Tuesday, February 22, 2005

One Dimensional Site Design

Design for Who?

A friend of mine sent me a link to a web design / hosting service set up for photographers. He knows that we have a similar product and wanted to let me know about this service.

I visited the site (no names, email me and I will let you know) and found it to be one of those "designy flash thingy" sites with Flash 'templates'. I was not impressed, explanation coming.

The deal is - you pick your template and then fill in the info and images in the portfolio. Now, the content management looks great, and I believe it to be very important. However, that is the end of the functionality. There are no meta tags, no page name management, no way to have the SE's find the site, no room for growth and expansion of the site.

In short, it is one dimensional design. "Hey it looks good, we're done." What? That makes no sense to me at all. Design should be multi-dimensional.

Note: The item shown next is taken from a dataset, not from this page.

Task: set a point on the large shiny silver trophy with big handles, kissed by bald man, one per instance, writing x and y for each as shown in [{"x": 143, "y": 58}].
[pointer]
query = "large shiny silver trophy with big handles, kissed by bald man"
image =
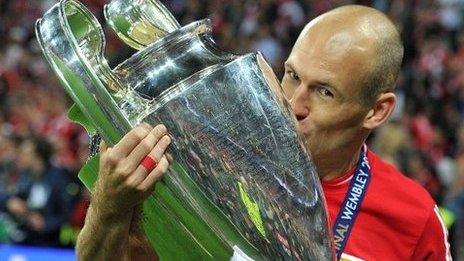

Websites should have many goals:
1. Satisfy the visitor. What would the visitor to the site be looking for? How can we make it easier for the visitor to find what they are looking for.
2. Help the site owner develop more business. How can the site do that effectively? How can the site actually bring in more customers?
3. Increase the photographers visibility. How does the site attract visitors? Can the site do that 'on its own' so to speak? How will the site utilize existing technology to further reach out to prospective clients?
4. Look good, while being functional and informative. Does the design help or hinder the navigation or content availability? Does it work FOR the visitor or against them?

The site design company only addresses #4. That is way too short of a list to count as the reason to build a site. If it looks good and the photog still has to spend marketing dollars just to increase traffic (because the site is incapable of drawing visitors on its own) then what is the benefit? Sure, a handful of photogs can legitimately claim that they do not need to be found by search engines, but most do not have that luxury.

When looking to get a design for your website, make sure the web designer or firm understands ALL of the reasons you want a web site. And hope that they bring even more reasons / solutions to the table.

Sure it should look good, great - even cool. But it should also work for you on the other levels mentioned above. Or, hey, it's just an online place to put photos... and Flickr does that already for free.